About a dozen flying animals were roosting on the branches or were on top of nests made of dried mud. Some were tiny, the size of yellow finches; some, as large as ravens. Their batlike wings were covered with brightly colored fur. Their faces were batlike, foxlike, and monkeylike. Their cries were as varied and as melodious as those of birds.
Tappy, still smiling, startled him by muttering in what sounded like a foreign language, then made gestures which he interpreted as a request for him to describe their surroundings.
He told her in detail everything he could see. She turned, her hand still in his, and tugged him toward the east, if it was the east, along the creek bank. He walked beside her, giving her directions when they came to a rock she might fall over or to a sudden dip or rise. Meanwhile, his empty belly asked for food, and he wondered how they were going to eat and how, if they had to spend the night in this country, they would survive if the air got cold and if there were any dangerous animals or snakes in this place.
A horn blared nearby. Startled, he and Tappy halted. She moved her head from side to side as if she were listening. He looked around. From a distance, ahead of them, came another sound.
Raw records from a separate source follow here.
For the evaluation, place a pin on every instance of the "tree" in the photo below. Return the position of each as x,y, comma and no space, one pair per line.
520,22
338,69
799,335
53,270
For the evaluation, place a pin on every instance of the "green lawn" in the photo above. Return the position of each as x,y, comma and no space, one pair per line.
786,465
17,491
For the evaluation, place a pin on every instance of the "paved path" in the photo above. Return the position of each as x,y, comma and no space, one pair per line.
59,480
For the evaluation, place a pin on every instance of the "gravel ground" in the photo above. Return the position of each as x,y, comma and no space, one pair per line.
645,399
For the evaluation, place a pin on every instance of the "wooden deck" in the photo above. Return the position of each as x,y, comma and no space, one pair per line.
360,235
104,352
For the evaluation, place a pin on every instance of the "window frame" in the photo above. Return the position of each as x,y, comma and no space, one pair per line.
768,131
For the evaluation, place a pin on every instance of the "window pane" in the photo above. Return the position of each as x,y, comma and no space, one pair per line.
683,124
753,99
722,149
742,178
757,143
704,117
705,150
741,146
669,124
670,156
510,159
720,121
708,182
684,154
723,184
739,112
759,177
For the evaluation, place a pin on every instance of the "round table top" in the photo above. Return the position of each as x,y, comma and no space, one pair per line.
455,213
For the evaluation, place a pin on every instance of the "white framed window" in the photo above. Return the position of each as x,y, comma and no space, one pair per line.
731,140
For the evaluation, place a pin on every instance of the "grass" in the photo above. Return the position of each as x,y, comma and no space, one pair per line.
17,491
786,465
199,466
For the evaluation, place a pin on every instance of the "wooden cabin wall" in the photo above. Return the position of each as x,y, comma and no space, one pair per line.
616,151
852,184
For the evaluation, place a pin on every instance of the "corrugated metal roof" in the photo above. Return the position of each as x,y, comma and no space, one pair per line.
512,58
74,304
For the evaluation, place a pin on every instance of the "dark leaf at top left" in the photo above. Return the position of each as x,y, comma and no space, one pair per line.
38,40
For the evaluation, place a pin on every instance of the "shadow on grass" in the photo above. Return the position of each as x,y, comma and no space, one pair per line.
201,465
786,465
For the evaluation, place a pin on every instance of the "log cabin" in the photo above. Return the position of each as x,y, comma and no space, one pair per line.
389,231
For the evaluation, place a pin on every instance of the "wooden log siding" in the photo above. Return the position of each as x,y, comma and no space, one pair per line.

It was almost exactly like the chuffing of a steam locomotive, the sound of which he knew from watching movies. Whatever originated it, it had to be a long way off. Then the horn blared again, nearer this time.
Though it sounded much like that of an automobile, Jack did not think that there was any such nearby. This terrain and the lack of roads indicated that cars would be a rarity indeed. Though, of course, he really did not know what to expect here. Surely, the sound had to be originated by an animal. However, he was wrong unless the honker was a two-legged animal that had arms, hands, legs, and feet remarkably like a human's.
Around a huge boulder eighty feet ahead of them near the creek strode a humanoid figure. The face was not that of Homo sapiens; it looked more like the helmet of a medieval knight than anything else. The eyes were dark slits in the brown skin. Below them a large, noseless, and sharply downward-angling bulge formed the upper jaw. The froglike mouth had very thin dark lips. The lower jaw, chinless, sloped abruptly below the lower lips toward the neck. In all, the face below the high forehead formed in profile an isosceles triangle.
Its dark skin glistened with grease. Its penis was about eight inches long and two inches thick, but it lacked testicles.
Its mouth open, issuing the blaring sound, it marched straight toward Tappy and Jack, its pace not the least broken when it saw them. Its right hand held a stone-tipped spear and on its back was an animal-skin pack. Behind it, around the boulder, came a parade of similar beings. Two males were first, carrying bows in their hands and quivers full of arrows on their backs. Then came six obvious females (though they lacked breasts) and seven children. B
ehind them were four adult males and two half-grown males, all armed with spears.
Except for the honking leader, all were silent.
Tappy, far from looking alarmed or questioning, seemed to be at ease. She was even smiling.
Presently, the parade passed them, and, after a while, the honker and the honking were gone.
Jack did not ask her any questions about the creatures. He knew that she would not answer. He went to the creek, bent down, and scooped up water in his cupped hands. After he had drunk enough, he told Tappy to drink. The water seemed to be pure, another indication that he was not on Earth.
"That's great stuff," Jack said, "but my belly's kicking up a storm. I wonder what's good to eat around here?"